Our study expands the characterization of post-COVID-19 cholangiopathy in Latin American patients. Unlike other studies, there was no male preponderance, although the number of patients may limit these findings. To our knowledge, this series is the first to hint at a possible relationship between sepsis caused by gram-negative bacteria and the development of post-COVID-19 cholangiopathy. Likewise, the use of sedative drugs associated with liver disease, such as ketamine and propofol, is noteworthy.
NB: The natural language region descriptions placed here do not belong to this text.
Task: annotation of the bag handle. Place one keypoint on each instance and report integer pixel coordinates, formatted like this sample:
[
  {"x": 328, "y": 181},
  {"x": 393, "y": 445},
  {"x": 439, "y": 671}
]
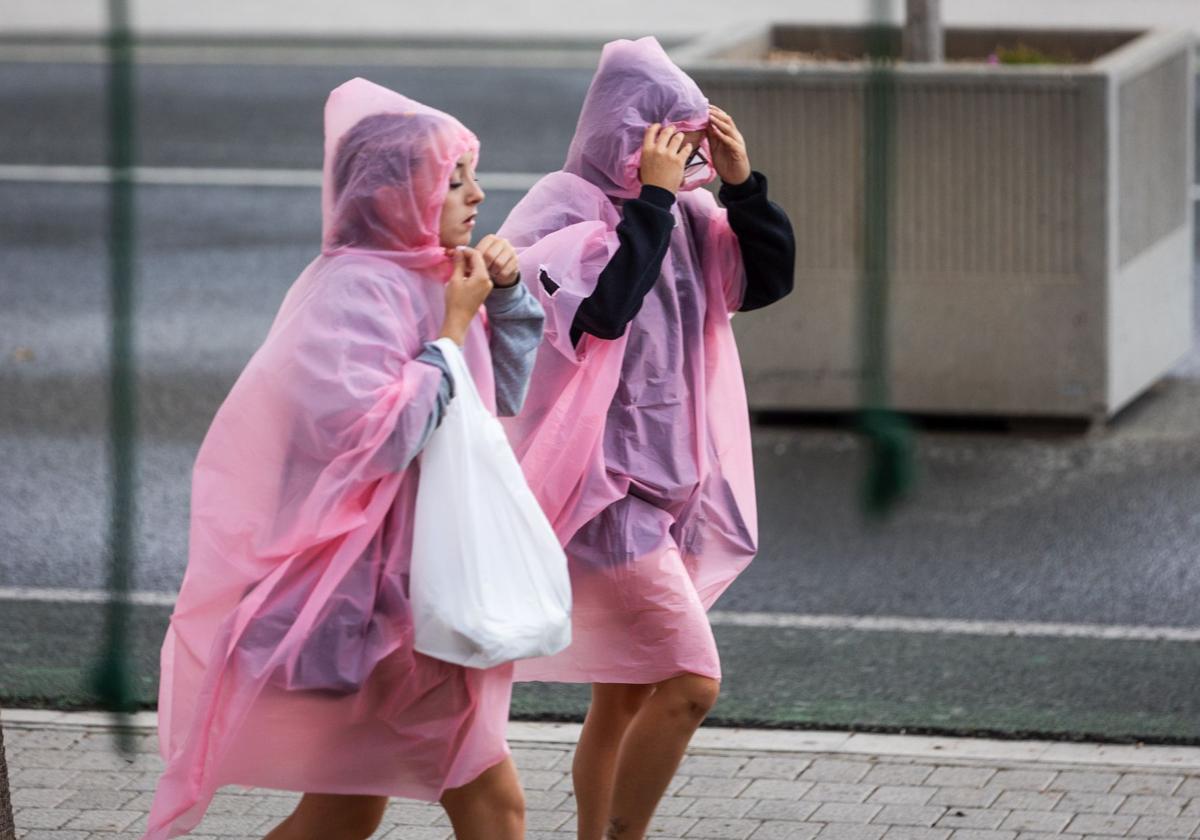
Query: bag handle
[{"x": 463, "y": 383}]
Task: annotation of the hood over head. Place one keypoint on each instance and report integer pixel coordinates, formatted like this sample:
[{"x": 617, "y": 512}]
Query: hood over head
[
  {"x": 388, "y": 166},
  {"x": 635, "y": 85}
]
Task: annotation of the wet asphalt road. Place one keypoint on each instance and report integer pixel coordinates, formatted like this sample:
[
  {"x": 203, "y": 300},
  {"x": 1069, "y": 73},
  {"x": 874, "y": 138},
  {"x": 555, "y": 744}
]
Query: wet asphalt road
[{"x": 1099, "y": 528}]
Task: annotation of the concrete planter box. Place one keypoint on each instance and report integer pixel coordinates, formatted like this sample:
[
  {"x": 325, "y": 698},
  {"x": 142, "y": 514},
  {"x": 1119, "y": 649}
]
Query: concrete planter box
[{"x": 1042, "y": 223}]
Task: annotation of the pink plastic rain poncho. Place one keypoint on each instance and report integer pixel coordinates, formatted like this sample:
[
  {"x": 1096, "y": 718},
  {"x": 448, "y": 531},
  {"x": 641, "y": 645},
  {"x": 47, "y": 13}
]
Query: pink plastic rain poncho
[
  {"x": 639, "y": 449},
  {"x": 289, "y": 660}
]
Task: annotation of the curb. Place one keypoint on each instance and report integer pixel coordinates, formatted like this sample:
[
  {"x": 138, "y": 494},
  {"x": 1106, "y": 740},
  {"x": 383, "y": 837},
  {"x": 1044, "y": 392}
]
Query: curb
[{"x": 717, "y": 739}]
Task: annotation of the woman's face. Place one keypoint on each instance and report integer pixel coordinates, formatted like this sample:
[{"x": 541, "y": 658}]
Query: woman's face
[{"x": 461, "y": 205}]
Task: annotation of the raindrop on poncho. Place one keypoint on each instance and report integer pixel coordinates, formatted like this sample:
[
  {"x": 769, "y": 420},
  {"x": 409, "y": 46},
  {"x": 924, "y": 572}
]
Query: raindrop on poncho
[
  {"x": 639, "y": 449},
  {"x": 289, "y": 659}
]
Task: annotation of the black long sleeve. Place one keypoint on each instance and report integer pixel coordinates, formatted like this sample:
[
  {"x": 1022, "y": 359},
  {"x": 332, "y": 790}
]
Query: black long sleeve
[
  {"x": 643, "y": 234},
  {"x": 766, "y": 239}
]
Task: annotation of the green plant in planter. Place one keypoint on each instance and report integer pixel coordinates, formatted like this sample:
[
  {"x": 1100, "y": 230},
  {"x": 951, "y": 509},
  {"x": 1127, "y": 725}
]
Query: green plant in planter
[{"x": 1024, "y": 54}]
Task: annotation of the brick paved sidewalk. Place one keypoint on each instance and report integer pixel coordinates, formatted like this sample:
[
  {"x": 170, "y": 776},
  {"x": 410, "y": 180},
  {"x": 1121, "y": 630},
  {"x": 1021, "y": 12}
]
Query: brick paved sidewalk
[{"x": 70, "y": 785}]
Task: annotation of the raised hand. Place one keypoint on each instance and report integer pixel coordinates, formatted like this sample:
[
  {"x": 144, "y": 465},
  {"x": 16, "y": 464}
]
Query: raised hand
[
  {"x": 665, "y": 153},
  {"x": 729, "y": 148},
  {"x": 466, "y": 292},
  {"x": 501, "y": 259}
]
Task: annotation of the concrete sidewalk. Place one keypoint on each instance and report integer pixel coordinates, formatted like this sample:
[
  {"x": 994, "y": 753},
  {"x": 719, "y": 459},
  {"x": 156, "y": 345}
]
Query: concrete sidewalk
[
  {"x": 736, "y": 784},
  {"x": 550, "y": 18}
]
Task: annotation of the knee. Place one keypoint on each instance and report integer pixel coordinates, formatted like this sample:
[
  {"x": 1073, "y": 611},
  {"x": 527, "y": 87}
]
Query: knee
[
  {"x": 618, "y": 702},
  {"x": 690, "y": 697},
  {"x": 505, "y": 801},
  {"x": 359, "y": 822}
]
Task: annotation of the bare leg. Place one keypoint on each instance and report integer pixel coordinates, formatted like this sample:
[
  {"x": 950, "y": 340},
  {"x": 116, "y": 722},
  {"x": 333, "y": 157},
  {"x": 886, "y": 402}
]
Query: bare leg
[
  {"x": 594, "y": 772},
  {"x": 652, "y": 749},
  {"x": 490, "y": 808},
  {"x": 327, "y": 816}
]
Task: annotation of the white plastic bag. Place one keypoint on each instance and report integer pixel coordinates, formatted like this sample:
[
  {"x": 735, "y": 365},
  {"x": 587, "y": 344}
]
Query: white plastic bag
[{"x": 489, "y": 581}]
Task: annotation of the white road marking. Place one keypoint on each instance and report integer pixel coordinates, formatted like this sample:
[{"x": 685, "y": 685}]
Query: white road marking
[
  {"x": 207, "y": 177},
  {"x": 775, "y": 621},
  {"x": 46, "y": 595},
  {"x": 953, "y": 627}
]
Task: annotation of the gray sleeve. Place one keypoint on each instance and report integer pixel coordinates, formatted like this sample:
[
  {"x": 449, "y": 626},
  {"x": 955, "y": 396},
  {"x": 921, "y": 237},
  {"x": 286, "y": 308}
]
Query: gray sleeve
[
  {"x": 432, "y": 355},
  {"x": 516, "y": 319}
]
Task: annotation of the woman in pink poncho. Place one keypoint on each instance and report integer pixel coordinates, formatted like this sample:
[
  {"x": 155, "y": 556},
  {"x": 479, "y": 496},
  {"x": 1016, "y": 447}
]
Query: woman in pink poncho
[
  {"x": 289, "y": 659},
  {"x": 635, "y": 436}
]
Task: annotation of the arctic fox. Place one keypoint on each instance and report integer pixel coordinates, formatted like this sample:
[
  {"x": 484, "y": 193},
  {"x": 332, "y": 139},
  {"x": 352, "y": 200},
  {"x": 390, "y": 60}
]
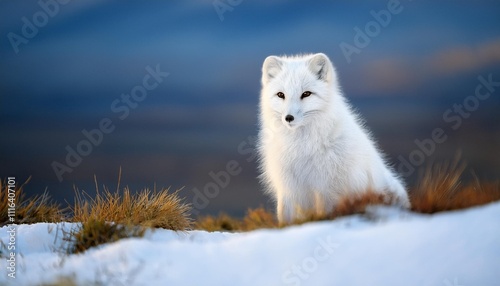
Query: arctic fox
[{"x": 312, "y": 146}]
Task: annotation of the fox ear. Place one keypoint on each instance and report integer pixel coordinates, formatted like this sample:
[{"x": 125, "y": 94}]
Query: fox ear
[
  {"x": 271, "y": 68},
  {"x": 321, "y": 66}
]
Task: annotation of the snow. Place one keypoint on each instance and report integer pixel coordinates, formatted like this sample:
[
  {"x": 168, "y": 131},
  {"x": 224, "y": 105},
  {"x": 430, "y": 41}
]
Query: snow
[{"x": 385, "y": 247}]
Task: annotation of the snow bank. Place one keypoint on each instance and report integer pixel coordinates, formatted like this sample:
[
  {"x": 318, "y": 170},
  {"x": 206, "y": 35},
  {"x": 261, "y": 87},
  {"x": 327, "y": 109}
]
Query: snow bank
[{"x": 386, "y": 247}]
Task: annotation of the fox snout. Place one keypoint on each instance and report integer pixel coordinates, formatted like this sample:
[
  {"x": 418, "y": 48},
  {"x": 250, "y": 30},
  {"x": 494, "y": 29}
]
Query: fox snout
[{"x": 289, "y": 120}]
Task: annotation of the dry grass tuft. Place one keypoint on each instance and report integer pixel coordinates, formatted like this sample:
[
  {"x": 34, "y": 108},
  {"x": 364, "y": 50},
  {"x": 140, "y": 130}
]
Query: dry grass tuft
[
  {"x": 35, "y": 209},
  {"x": 349, "y": 205},
  {"x": 94, "y": 232},
  {"x": 254, "y": 219},
  {"x": 441, "y": 189},
  {"x": 150, "y": 209}
]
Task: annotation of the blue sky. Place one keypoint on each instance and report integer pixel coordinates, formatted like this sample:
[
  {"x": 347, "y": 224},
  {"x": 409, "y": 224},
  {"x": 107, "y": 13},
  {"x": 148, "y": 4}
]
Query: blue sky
[{"x": 65, "y": 78}]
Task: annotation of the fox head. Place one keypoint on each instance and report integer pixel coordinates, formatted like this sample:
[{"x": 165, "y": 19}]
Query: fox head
[{"x": 295, "y": 89}]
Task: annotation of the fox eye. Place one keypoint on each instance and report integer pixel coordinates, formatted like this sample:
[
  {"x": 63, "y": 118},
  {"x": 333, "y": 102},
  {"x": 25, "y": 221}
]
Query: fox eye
[{"x": 305, "y": 94}]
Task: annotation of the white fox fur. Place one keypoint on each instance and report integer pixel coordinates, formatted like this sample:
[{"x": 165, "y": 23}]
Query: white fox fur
[{"x": 323, "y": 153}]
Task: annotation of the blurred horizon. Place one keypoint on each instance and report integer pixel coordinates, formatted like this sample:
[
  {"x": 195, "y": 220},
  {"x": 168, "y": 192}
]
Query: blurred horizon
[{"x": 413, "y": 67}]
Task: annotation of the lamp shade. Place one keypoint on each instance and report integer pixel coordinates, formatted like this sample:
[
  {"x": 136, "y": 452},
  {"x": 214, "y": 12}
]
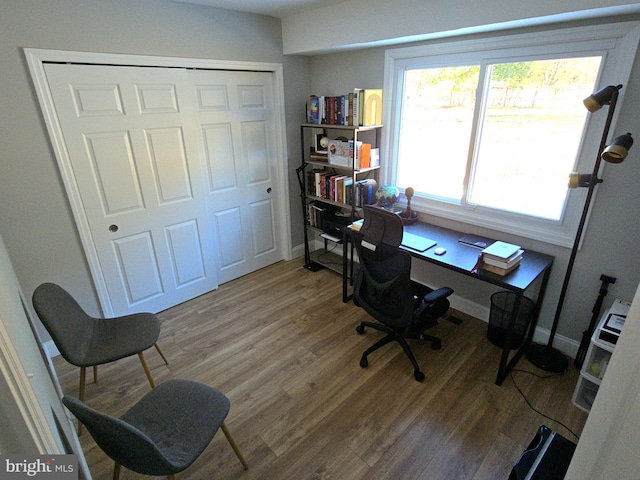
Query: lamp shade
[
  {"x": 578, "y": 180},
  {"x": 597, "y": 100},
  {"x": 618, "y": 150}
]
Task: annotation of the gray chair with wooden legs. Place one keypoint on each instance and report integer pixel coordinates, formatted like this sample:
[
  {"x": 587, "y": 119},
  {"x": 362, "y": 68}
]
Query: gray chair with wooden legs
[
  {"x": 162, "y": 434},
  {"x": 85, "y": 341}
]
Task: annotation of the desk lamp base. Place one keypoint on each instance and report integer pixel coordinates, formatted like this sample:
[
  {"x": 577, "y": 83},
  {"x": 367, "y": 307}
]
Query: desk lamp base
[
  {"x": 547, "y": 358},
  {"x": 313, "y": 266}
]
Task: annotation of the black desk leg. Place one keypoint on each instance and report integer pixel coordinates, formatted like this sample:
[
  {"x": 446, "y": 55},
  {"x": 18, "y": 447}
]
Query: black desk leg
[
  {"x": 504, "y": 368},
  {"x": 345, "y": 265}
]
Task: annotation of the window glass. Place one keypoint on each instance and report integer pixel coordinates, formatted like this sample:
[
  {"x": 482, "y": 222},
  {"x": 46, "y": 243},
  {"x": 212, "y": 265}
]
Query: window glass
[
  {"x": 487, "y": 130},
  {"x": 517, "y": 143}
]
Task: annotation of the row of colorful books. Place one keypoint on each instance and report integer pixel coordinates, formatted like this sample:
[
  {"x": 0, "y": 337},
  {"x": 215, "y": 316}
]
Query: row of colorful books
[
  {"x": 362, "y": 107},
  {"x": 344, "y": 153},
  {"x": 330, "y": 185}
]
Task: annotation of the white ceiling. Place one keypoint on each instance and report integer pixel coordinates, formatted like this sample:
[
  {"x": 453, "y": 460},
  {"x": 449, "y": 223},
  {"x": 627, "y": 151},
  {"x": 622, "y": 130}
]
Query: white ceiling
[{"x": 273, "y": 8}]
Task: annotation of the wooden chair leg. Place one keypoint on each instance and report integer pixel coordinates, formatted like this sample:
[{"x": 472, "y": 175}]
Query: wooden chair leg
[
  {"x": 83, "y": 378},
  {"x": 225, "y": 430},
  {"x": 166, "y": 362},
  {"x": 146, "y": 369}
]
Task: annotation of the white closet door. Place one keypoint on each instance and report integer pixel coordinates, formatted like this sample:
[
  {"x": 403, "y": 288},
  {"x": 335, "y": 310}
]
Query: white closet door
[
  {"x": 136, "y": 162},
  {"x": 235, "y": 121}
]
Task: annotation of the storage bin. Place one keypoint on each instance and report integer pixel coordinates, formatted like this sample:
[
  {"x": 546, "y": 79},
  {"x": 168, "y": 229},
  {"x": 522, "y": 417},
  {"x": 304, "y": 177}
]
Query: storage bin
[{"x": 502, "y": 304}]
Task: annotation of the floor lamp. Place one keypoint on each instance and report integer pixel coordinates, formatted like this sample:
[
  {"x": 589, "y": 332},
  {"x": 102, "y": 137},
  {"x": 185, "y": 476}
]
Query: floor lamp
[{"x": 546, "y": 357}]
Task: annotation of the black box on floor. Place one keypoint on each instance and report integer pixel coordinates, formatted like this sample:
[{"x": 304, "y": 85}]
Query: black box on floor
[{"x": 546, "y": 458}]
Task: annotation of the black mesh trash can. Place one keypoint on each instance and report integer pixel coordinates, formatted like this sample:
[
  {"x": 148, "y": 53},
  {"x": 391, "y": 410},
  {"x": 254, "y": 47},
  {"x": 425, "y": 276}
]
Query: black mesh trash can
[{"x": 502, "y": 304}]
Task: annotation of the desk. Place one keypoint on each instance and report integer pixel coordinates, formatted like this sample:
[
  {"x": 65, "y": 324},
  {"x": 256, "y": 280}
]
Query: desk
[{"x": 462, "y": 258}]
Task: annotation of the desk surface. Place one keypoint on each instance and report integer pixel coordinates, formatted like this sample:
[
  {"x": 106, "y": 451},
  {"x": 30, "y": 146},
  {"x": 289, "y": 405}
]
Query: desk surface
[{"x": 463, "y": 258}]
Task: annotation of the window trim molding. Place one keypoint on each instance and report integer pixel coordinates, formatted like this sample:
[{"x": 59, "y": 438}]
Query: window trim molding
[{"x": 616, "y": 42}]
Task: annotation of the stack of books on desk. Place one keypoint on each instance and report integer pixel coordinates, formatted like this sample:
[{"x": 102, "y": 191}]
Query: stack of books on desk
[{"x": 501, "y": 258}]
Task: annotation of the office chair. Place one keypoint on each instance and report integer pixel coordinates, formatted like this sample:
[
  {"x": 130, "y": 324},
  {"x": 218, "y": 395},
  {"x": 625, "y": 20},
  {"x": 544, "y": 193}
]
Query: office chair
[
  {"x": 162, "y": 434},
  {"x": 383, "y": 287},
  {"x": 85, "y": 341}
]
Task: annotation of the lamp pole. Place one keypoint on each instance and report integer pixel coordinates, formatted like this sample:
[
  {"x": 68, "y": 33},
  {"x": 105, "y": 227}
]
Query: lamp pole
[{"x": 546, "y": 357}]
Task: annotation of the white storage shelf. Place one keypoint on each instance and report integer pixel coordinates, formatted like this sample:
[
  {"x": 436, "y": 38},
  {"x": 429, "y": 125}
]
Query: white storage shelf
[{"x": 595, "y": 364}]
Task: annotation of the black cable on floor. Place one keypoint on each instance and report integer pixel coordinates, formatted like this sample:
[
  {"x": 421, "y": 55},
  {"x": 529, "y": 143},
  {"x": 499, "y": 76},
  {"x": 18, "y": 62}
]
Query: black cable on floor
[{"x": 531, "y": 406}]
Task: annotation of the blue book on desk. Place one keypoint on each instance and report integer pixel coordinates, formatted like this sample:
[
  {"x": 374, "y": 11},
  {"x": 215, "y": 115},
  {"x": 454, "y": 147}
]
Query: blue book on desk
[{"x": 417, "y": 242}]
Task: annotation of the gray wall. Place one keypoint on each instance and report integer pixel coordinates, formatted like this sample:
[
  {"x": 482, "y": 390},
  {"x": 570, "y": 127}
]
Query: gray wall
[
  {"x": 611, "y": 242},
  {"x": 35, "y": 219}
]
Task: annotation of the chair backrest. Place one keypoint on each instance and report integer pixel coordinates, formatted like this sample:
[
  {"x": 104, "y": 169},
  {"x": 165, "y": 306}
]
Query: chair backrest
[
  {"x": 121, "y": 441},
  {"x": 65, "y": 320},
  {"x": 383, "y": 280},
  {"x": 381, "y": 226}
]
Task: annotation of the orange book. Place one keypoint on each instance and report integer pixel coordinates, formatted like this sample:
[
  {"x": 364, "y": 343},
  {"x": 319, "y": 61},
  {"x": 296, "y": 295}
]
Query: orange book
[{"x": 365, "y": 155}]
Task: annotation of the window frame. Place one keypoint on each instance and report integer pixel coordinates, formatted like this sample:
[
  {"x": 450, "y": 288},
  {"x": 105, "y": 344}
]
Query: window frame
[{"x": 616, "y": 42}]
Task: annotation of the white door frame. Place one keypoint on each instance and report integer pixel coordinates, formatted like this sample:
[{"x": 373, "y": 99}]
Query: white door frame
[{"x": 36, "y": 58}]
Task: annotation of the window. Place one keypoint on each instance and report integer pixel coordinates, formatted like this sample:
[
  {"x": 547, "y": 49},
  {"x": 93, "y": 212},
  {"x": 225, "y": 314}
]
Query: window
[{"x": 487, "y": 131}]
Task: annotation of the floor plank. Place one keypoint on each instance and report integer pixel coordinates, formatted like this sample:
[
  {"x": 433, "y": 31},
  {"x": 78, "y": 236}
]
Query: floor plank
[{"x": 282, "y": 346}]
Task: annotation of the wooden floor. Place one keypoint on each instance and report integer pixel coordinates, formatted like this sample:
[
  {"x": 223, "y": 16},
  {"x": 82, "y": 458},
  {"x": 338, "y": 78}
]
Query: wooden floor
[{"x": 282, "y": 346}]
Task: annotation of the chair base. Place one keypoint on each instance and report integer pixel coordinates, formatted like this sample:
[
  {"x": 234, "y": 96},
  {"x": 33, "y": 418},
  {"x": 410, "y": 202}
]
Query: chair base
[{"x": 401, "y": 338}]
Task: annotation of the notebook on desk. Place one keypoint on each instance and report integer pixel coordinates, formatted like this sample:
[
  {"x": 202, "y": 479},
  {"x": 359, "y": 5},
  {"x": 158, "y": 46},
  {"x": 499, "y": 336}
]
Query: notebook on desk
[{"x": 416, "y": 242}]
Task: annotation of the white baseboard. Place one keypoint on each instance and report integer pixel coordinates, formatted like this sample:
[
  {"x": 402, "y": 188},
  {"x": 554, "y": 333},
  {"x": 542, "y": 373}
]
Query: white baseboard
[
  {"x": 50, "y": 349},
  {"x": 566, "y": 345}
]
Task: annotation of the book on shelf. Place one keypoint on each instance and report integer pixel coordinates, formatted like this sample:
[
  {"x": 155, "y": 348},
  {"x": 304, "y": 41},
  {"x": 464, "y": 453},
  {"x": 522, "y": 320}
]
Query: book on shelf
[
  {"x": 360, "y": 107},
  {"x": 501, "y": 250},
  {"x": 357, "y": 225},
  {"x": 364, "y": 158},
  {"x": 499, "y": 271},
  {"x": 366, "y": 192},
  {"x": 313, "y": 110},
  {"x": 319, "y": 157},
  {"x": 506, "y": 263},
  {"x": 339, "y": 152},
  {"x": 357, "y": 110},
  {"x": 372, "y": 108}
]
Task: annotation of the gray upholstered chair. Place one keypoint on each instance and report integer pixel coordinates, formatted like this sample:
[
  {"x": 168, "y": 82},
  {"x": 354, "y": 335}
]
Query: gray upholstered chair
[
  {"x": 162, "y": 434},
  {"x": 85, "y": 341}
]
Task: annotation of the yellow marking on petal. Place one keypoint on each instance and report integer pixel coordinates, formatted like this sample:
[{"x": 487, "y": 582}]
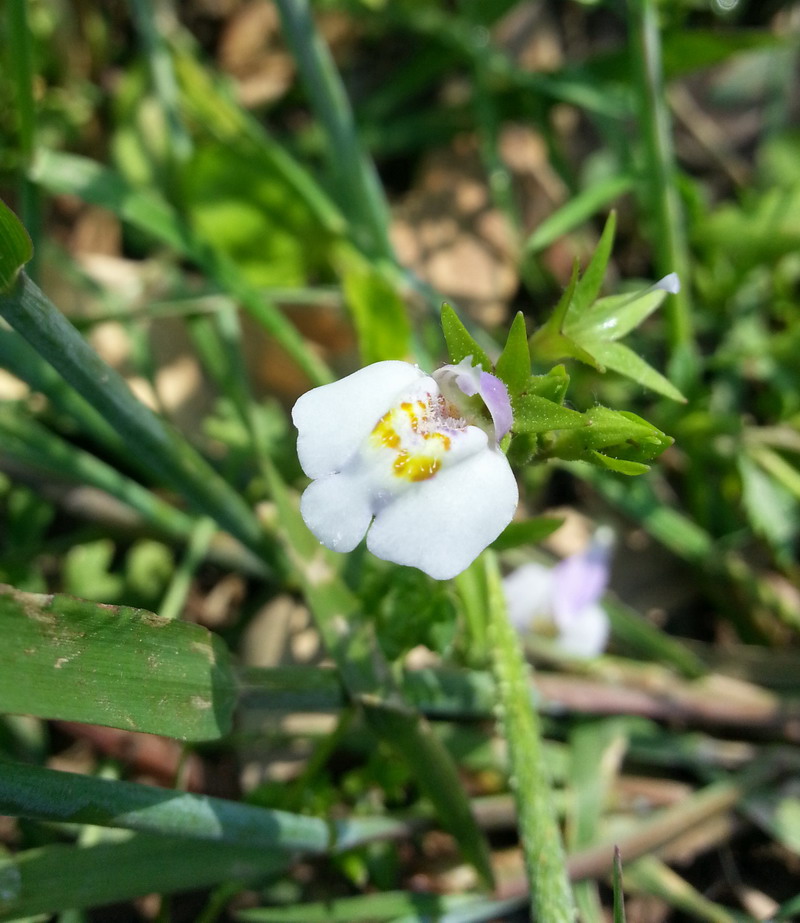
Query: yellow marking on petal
[
  {"x": 415, "y": 467},
  {"x": 409, "y": 430},
  {"x": 439, "y": 437},
  {"x": 385, "y": 434}
]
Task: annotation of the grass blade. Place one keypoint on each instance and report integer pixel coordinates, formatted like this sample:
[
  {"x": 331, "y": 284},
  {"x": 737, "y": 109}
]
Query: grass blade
[
  {"x": 49, "y": 795},
  {"x": 166, "y": 453},
  {"x": 354, "y": 173},
  {"x": 76, "y": 660},
  {"x": 56, "y": 877},
  {"x": 33, "y": 445}
]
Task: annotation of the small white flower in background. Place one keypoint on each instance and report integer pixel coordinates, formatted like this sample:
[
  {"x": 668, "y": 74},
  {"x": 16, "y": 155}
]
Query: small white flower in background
[
  {"x": 563, "y": 601},
  {"x": 405, "y": 449}
]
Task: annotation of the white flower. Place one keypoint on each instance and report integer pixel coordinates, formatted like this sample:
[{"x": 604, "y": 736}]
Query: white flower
[
  {"x": 563, "y": 601},
  {"x": 386, "y": 444}
]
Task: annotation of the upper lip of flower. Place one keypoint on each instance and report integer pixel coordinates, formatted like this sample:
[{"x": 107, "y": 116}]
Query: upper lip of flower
[{"x": 385, "y": 442}]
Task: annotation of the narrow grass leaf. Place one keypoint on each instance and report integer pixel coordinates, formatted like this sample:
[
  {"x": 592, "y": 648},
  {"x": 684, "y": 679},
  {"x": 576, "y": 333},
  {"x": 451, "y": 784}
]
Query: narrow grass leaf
[
  {"x": 75, "y": 660},
  {"x": 59, "y": 877},
  {"x": 148, "y": 211},
  {"x": 379, "y": 313},
  {"x": 21, "y": 359},
  {"x": 619, "y": 896},
  {"x": 596, "y": 748},
  {"x": 145, "y": 209},
  {"x": 390, "y": 906},
  {"x": 579, "y": 209},
  {"x": 652, "y": 876},
  {"x": 588, "y": 287},
  {"x": 16, "y": 248},
  {"x": 354, "y": 173},
  {"x": 530, "y": 532},
  {"x": 147, "y": 436},
  {"x": 66, "y": 797},
  {"x": 460, "y": 342},
  {"x": 33, "y": 445},
  {"x": 367, "y": 676}
]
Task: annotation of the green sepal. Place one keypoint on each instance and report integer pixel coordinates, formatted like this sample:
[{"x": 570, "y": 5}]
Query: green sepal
[
  {"x": 619, "y": 465},
  {"x": 617, "y": 440},
  {"x": 620, "y": 427},
  {"x": 514, "y": 365},
  {"x": 534, "y": 414},
  {"x": 588, "y": 286},
  {"x": 460, "y": 342},
  {"x": 16, "y": 248}
]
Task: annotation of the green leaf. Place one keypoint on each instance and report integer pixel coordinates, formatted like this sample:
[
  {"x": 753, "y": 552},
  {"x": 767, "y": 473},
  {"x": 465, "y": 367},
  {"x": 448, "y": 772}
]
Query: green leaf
[
  {"x": 534, "y": 414},
  {"x": 16, "y": 248},
  {"x": 771, "y": 509},
  {"x": 57, "y": 877},
  {"x": 145, "y": 209},
  {"x": 596, "y": 750},
  {"x": 460, "y": 342},
  {"x": 588, "y": 287},
  {"x": 379, "y": 313},
  {"x": 34, "y": 446},
  {"x": 615, "y": 316},
  {"x": 620, "y": 465},
  {"x": 530, "y": 532},
  {"x": 389, "y": 906},
  {"x": 553, "y": 385},
  {"x": 514, "y": 364},
  {"x": 616, "y": 427},
  {"x": 619, "y": 358},
  {"x": 67, "y": 797},
  {"x": 74, "y": 660},
  {"x": 150, "y": 439},
  {"x": 576, "y": 211},
  {"x": 148, "y": 211}
]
Our study has limitations, and the main one is the number of patients, making it impossible to demonstrate the causality of the proposed factors; however, our data allow us to formulate hypotheses that can be formally tested in more extensive cohort studies.
Conclusions
Post-COVID-19 cholangiopathy is an emerging entity characterized by severe cholestatic liver injury associated with dilation of the intrahepatic and extrahepatic bile ducts, formation of bile casts, and recurrence of complications such as cholangitis. Our study proposes a possible relationship between the development of post-COVID-19 cholangiopathy with sepsis due to gram-negative bacteria and the use of sedoanalgesia. Complementary studies should evaluate this hypothesis.
Of importance is to evaluate in the future, with more extensive studies, the natural history of the disease, possible triggering factors, and prognoses to establish adequate management for patients with unfavorable long-term morbidity and mortality.